As you likely felt yesterday, it has gotten absolutely freezing in Montreal this week, with temperatures hanging out at around -30 with the windchill at some points. When temperatures drop that far below zero, it can take less than 30 minutes for exposed skin to suffer from frostbite, particularly if the skin is at all wet. In some cases, it can take as little as 10 minutes for exposed skin to begin suffering the effects of the cold. Most people are fine — they bundle up at home and scurry the 10-minute walk to the metro or bus and they're back inside.
But for those people in Montreal that have nowhere to call home this holiday season, or have nowhere to go all winter long, these next couple months could mean life or death.
Plus, we're only in December. The past couple days of cold have really just been a teaser for what we know is coming in droves by February.

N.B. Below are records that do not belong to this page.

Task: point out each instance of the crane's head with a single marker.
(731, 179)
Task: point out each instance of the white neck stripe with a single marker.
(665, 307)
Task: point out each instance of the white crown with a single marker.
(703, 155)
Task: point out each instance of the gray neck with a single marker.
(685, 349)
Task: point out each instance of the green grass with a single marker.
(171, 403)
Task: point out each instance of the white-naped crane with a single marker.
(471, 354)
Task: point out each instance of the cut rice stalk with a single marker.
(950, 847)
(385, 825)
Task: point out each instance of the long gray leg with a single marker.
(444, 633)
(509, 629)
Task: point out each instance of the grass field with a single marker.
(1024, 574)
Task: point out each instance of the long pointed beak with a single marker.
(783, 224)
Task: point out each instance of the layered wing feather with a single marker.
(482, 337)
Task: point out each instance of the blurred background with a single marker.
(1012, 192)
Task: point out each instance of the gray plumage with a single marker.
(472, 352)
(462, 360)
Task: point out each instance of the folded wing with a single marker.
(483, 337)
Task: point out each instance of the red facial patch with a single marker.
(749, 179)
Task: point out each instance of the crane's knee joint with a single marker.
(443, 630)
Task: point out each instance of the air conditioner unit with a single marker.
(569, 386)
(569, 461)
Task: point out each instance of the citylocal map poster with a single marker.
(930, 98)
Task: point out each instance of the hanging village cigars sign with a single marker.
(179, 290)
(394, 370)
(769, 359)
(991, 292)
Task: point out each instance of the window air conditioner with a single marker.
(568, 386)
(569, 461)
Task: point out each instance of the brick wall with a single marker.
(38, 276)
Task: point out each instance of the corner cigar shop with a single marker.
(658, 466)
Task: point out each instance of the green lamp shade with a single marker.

So what can you do to help?
Well, it turns out there are a couple things, as Mayor Valerie Plante explained when she took to Twitter yesterday to ask for the public's help when it comes to keeping our homeless safe this winter.
Plante sent out the following thread of tweets yesterday addressing the increasingly cold temperatures and outlining what her team at city hall and the Centre intégré universitaire de santé et de services sociaux have done to better protect those out on the street this season.
Avec le mercure qui a chuté, les équipes de la @MTL_Ville, le @ciusss_csmtl et nos partenaires du milieu sont proac… https://t.co/wMmABbV0T8— Valérie Plante (@Valérie Plante) 1576766265.0
Translation: With the temperature dropping, teams from the @MTL_Ville, the @ciusss_csmtl and our community partners are proactive and have implemented and improved several measures adapted to the different needs of people experiencing homelessness. (1/4) #polmtl
The plans in place make sure to consider males, females, trans people, couples, youth, and even people with pets.
Plante also went on to explain how the people of Montreal can help out, too.
The Royal-Victoria hospital has been equipped with over 1,000 beds spread out over several sections allowing for as many individuals as possible while also making sure people feel safe.
En + de 1104 lits d’urgence dispos sur l’île, le refuge d'urgence de l’ancien hôpital Royal-Victoria a été bonifié… https://t.co/G1DHVcVIug— Valérie Plante (@Valérie Plante) 1576766266.0
Translation: In addition to 1,104 emergency beds available on the island, the emergency shelter of the former Royal-Victoria hospital has been improved to better accommodate men and women on two single-sex floors, and trans people; intoxicated; with pets; and with reduced mobility. (2/4) #polmtl
Deux haltes-chaleur ouvrent leurs portes toutes les nuits cet hiver afin d’offrir chaleur, repas et repos dans leur… https://t.co/WVRIxvkMAO— Valérie Plante (@Valérie Plante) 1576766266.0
Translation: Two heat stops open their doors every night this winter to offer heat, meals and rest on their premises, and an improved service of three shuttles provides east to west journeys between emergency accommodation resources. (3/4) #polmtl
The city has also introduced two "heat stops" where people can stop to warm up and fill their bellies. The first is at 137 rue Président-Kennedy and the second at 3674 Ontario Est, with a shuttle providing access to the other location if one becomes full.
But we as individuals can also help by making sure that homeless people aren't suffering alone or left uncared for as temperatures continue to drop.
Plante explained that anyone needing help or access to services can dial 211 for more information.
Montrealers are also asked to call 911 without hesitation if they spot a homeless person who they believe could be in danger of hypothermia, frostnip or frostbite.
I'd also suggest taking a dig into the back of your closet where you've got three scarves you haven't worn in as many years.
Winter clothing can do a lot to keep homeless people safe both day and night, and it costs you nothing to give up something you're not using anyway.
Let's keep each other safe this winter.